I recently heard a story about a famous research scientist who had made several very important medical breakthroughs. He was being interviewed by a newspaper reporter who asked him why he thought he was able to be so much more creative than the average person. What set him so far apart from others?

He responded that, in his opinion, it all came from an experience with his mother which occurred when he was about two years old. He had been trying to remove a bottle of milk from the refrigerator, when he lost his grip on the slippery bottle and it fell, spilling its contents all over the kitchen floor—a veritable sea of milk!

When his mother came into the kitchen, instead of yelling at him, giving him a lecture, or punishing him, she said, “Robert, what a great and wonderful mess you have made! I have rarely seen such a huge puddle of milk. Well, the damage has already been done. Would you like to get down and play in the milk for a few minutes before we clean it up?”

Indeed, he did. After a few minutes his mother said, “You know, Robert, whenever you make a mess like this, eventually you have to clean it up, and restore everything to its proper order. So, how would you like to do that? We could use a sponge, a towel or a mop. What do you prefer? He chose the sponge and together they cleaned up the spilled milk.

His mother then said, “You know what we have here is a failed experiment in how to effectively carry a big milk bottle with two tiny hands.
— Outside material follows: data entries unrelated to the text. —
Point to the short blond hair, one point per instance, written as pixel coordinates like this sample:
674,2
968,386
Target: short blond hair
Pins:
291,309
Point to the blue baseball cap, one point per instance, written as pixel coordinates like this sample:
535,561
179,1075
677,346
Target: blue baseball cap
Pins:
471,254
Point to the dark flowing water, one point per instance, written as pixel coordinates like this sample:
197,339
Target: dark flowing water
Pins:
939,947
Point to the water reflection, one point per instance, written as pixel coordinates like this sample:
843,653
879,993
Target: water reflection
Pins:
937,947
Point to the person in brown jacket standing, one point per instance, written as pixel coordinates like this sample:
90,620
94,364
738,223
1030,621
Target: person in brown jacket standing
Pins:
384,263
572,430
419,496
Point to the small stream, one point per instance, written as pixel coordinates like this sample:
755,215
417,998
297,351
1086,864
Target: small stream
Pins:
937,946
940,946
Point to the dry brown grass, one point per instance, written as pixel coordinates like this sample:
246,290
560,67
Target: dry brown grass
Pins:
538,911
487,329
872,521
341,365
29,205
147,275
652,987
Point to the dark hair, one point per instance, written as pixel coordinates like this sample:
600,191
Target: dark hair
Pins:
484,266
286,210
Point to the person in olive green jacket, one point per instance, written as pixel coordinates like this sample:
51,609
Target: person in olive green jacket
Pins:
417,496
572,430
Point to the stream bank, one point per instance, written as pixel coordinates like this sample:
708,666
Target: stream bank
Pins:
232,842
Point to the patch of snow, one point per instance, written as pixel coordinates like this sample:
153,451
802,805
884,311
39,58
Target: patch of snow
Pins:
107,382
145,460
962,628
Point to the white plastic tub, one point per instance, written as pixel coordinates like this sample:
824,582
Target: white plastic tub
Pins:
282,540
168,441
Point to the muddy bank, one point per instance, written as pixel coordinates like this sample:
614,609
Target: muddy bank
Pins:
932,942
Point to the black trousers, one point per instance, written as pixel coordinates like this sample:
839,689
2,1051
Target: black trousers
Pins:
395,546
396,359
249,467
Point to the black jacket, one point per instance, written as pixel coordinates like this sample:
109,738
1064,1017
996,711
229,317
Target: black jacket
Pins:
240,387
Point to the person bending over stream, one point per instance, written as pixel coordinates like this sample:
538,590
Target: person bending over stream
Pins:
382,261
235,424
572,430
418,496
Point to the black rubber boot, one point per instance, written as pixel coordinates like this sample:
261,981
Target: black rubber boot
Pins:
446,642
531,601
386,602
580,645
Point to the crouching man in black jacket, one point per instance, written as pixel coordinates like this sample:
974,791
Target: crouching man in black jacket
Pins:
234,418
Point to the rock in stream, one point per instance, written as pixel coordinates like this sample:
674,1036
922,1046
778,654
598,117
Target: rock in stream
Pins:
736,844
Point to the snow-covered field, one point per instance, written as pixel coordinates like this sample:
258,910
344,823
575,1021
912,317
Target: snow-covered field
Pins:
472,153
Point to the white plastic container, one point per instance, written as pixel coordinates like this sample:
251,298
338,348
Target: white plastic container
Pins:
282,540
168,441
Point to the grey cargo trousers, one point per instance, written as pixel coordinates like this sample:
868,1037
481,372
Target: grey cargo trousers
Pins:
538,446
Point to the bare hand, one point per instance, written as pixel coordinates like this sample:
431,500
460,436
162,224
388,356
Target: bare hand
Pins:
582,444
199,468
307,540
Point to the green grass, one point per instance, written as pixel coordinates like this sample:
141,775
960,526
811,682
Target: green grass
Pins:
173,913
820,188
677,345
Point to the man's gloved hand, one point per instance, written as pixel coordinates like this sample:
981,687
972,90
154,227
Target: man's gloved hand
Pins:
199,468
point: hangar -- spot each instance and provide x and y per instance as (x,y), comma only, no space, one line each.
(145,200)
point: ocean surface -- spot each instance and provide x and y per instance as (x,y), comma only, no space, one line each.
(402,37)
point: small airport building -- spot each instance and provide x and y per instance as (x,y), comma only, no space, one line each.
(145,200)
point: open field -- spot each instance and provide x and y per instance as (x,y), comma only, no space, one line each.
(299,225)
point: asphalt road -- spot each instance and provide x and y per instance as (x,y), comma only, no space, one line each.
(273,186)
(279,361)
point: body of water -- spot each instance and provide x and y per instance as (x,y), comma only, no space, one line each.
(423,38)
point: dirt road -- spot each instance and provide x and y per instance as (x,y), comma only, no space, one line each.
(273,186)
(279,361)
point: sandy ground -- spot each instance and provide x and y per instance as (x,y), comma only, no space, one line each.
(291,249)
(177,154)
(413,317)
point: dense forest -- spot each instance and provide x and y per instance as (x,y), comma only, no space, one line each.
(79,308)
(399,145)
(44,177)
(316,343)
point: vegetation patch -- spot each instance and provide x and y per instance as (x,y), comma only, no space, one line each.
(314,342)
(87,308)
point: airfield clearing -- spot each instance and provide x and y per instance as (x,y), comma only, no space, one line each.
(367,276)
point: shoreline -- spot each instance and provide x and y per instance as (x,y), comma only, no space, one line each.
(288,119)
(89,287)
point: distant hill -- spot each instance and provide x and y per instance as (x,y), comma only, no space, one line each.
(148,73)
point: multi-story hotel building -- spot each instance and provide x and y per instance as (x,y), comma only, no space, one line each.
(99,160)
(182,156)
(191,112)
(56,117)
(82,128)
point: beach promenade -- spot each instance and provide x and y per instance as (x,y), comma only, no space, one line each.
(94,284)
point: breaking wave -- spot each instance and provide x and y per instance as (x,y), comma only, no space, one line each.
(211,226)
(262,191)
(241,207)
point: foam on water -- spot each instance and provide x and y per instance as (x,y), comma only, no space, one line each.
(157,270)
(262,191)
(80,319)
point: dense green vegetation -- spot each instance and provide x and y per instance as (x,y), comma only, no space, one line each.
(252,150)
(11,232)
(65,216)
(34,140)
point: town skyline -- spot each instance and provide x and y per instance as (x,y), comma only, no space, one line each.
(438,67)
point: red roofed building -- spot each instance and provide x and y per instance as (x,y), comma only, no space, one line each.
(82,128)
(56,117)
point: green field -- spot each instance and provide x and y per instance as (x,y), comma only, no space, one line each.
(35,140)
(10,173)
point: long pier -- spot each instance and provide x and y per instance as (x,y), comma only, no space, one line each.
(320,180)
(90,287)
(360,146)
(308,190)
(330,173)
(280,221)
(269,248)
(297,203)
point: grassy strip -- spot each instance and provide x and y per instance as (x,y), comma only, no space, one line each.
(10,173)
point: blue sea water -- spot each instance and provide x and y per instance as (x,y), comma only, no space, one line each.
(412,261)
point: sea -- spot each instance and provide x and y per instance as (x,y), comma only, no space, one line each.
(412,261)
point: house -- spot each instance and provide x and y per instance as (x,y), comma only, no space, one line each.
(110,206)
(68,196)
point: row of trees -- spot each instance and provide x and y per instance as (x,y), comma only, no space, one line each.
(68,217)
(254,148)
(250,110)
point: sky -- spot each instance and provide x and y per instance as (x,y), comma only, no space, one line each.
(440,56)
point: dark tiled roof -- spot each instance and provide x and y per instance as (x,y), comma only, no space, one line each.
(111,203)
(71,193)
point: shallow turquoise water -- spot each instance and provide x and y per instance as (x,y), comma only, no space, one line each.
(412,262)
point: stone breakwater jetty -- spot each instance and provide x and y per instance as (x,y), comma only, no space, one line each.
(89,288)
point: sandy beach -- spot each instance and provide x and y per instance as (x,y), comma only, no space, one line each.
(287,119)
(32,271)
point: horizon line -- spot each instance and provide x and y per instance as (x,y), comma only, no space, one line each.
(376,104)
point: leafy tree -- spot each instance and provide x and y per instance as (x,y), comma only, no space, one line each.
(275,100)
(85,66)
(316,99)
Let’s go out in the back yard and fill the bottle with water and see if you can discover a way to carry it without dropping it.” The little boy learned that if he grasped the bottle at the top near the lip with both hands, he could carry it without dropping it. What a wonderful lesson!

This renowned scientist then remarked that it was at that moment that he knew that he didn't need to be afraid to make mistakes. Instead he learned that mistakes were just opportunities for learning something new, which is, after all, what scientific experiments are all about. They are simply that - just experiments to see what happens. Even if the experiment “doesn’t work,” we usually learn something valuable from it.

Wouldn’t it be great if all parents would respond the same way Robert's mother responded to him? After all, why do we have that phrase, “Don’t cry over a little spilt milk.” It truly is no big deal. We need to remember that we’re raising capable, confident kids, not shiny linoleum floors.

One last story which illustrates the application of this attitude in an adult context was told by Paul Harvey on the radio several years back. A young woman motorist was driving home from work when she snagged her fender on the bumper of another car. She was in tears as she explained that it was a new car, only a few days from the showroom. How was she ever going to explain the damaged car to her husband?

The driver of the other car was sympathetic, but explained that they must note each others license numbers and registration numbers. As the young woman reached into a large brown envelope to retrieve the documents, a piece of paper fell out. In a heavy masculine scrawl were these words: “In case of an accident…remember, honey, it’s you I love, not the car!”

Let’s remember that our children’s spirits are more important than any material things. When we do, self-esteem and love…blossoms and grows more beautifully than any bed of flowers ever could.